Ce déséquilibre crée un environnement métabolique complexe qui peut favoriser la croissance cellulaire anormale et inhiber les mécanismes naturels de protection contre le cancer.
5. Stimuli physiques
L’excès de masse grasse, particulièrement au niveau abdominal, exerce des contraintes mécaniques sur les organes environnants.
Cette pression physique accrue peut provoquer des modifications tissulaires, notamment une fibrose, caractérisée par l’accumulation excessive de tissu conjonctif. Ces modifications structurelles peuvent perturber l’architecture normale des tissus et créer un environnement physique propice au développement de cellules cancéreuses.
De plus, ces changements peuvent affecter la circulation sanguine et lymphatique locale, perturbant ainsi les mécanismes naturels de surveillance immunitaire.
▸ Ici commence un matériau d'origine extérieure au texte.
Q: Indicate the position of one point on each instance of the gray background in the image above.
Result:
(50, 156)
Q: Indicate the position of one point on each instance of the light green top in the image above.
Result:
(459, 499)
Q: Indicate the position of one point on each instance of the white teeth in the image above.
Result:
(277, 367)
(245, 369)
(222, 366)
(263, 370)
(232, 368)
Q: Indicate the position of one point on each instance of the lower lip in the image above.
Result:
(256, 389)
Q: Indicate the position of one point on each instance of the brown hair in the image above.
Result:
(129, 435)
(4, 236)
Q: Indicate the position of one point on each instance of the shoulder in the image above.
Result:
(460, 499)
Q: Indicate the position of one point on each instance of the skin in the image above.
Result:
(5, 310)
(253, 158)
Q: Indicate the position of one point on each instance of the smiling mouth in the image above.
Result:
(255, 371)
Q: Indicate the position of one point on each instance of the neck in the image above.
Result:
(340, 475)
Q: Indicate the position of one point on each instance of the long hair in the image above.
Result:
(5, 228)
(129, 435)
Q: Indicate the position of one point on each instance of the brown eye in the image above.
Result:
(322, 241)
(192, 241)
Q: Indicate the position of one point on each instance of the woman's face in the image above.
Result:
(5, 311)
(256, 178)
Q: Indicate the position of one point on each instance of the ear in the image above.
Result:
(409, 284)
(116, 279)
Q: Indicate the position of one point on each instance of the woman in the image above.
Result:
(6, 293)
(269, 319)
Des stratégies pour contrer le risque de cancers liés à l’obésité
Face à ces mécanismes, des stratégies ciblées peuvent réduire significativement les risques.
1. Gestion du poids
- Adopter un régime alimentaire anti-inflammatoire, riche en fruits, légumes, fibres, et pauvre en mauvaises graisses et en sucres. Le régime méditerranéen est un exemple pertinent.
- Pratiquer une activité physique régulière pour réduire l’inflammation chronique et améliorer le métabolisme.
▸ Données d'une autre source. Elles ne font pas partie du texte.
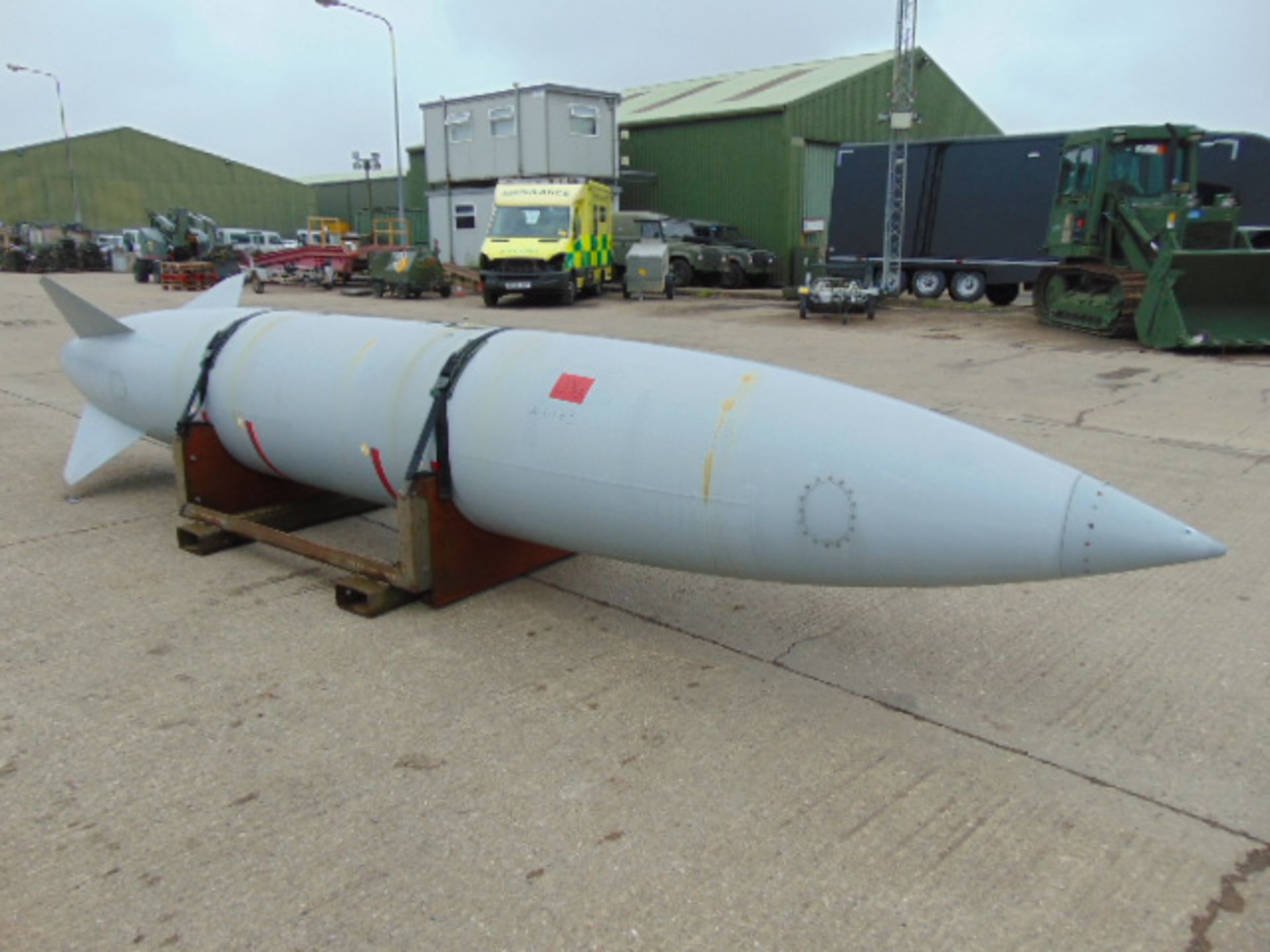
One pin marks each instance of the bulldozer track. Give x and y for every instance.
(1133, 284)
- Envisager une chirurgie bariatrique pour les cas d’obésité sévère. Cette méthode diminue l’incidence des cancers chez les patients obèses.
2. Interventions pharmacologiques
- Les agonistes du GLP-1, utilisés pour la perte de poids, sont prometteurs dans la réduction des risques liés à l’obésité.
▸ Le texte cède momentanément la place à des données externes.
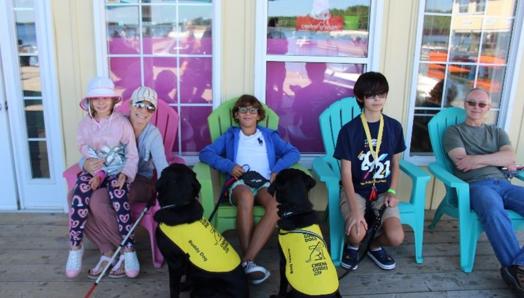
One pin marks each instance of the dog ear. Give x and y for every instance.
(272, 188)
(196, 186)
(309, 181)
(161, 183)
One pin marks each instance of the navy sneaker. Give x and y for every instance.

- Développer des médicaments ciblant les voies oncogènes spécifiques identifiées dans l’obésité.
3. Recherche et innovation
Les scientifiques insistent sur l’importance de recherches supplémentaires pour comprendre :
- Les différences entre l’obésité acquise et héréditaire.
- Les effets combinés du vieillissement et de l’obésité sur la cancérogenèse.
- L’interaction complexe entre microbiote intestinal, obésité et cancer.

Ce qu’il faut retenir
- L’obésité est un facteur de risque majeur pour plusieurs types de cancers.
- L’inflammation chronique et les déséquilibres hormonaux jouent un rôle clé dans ce lien.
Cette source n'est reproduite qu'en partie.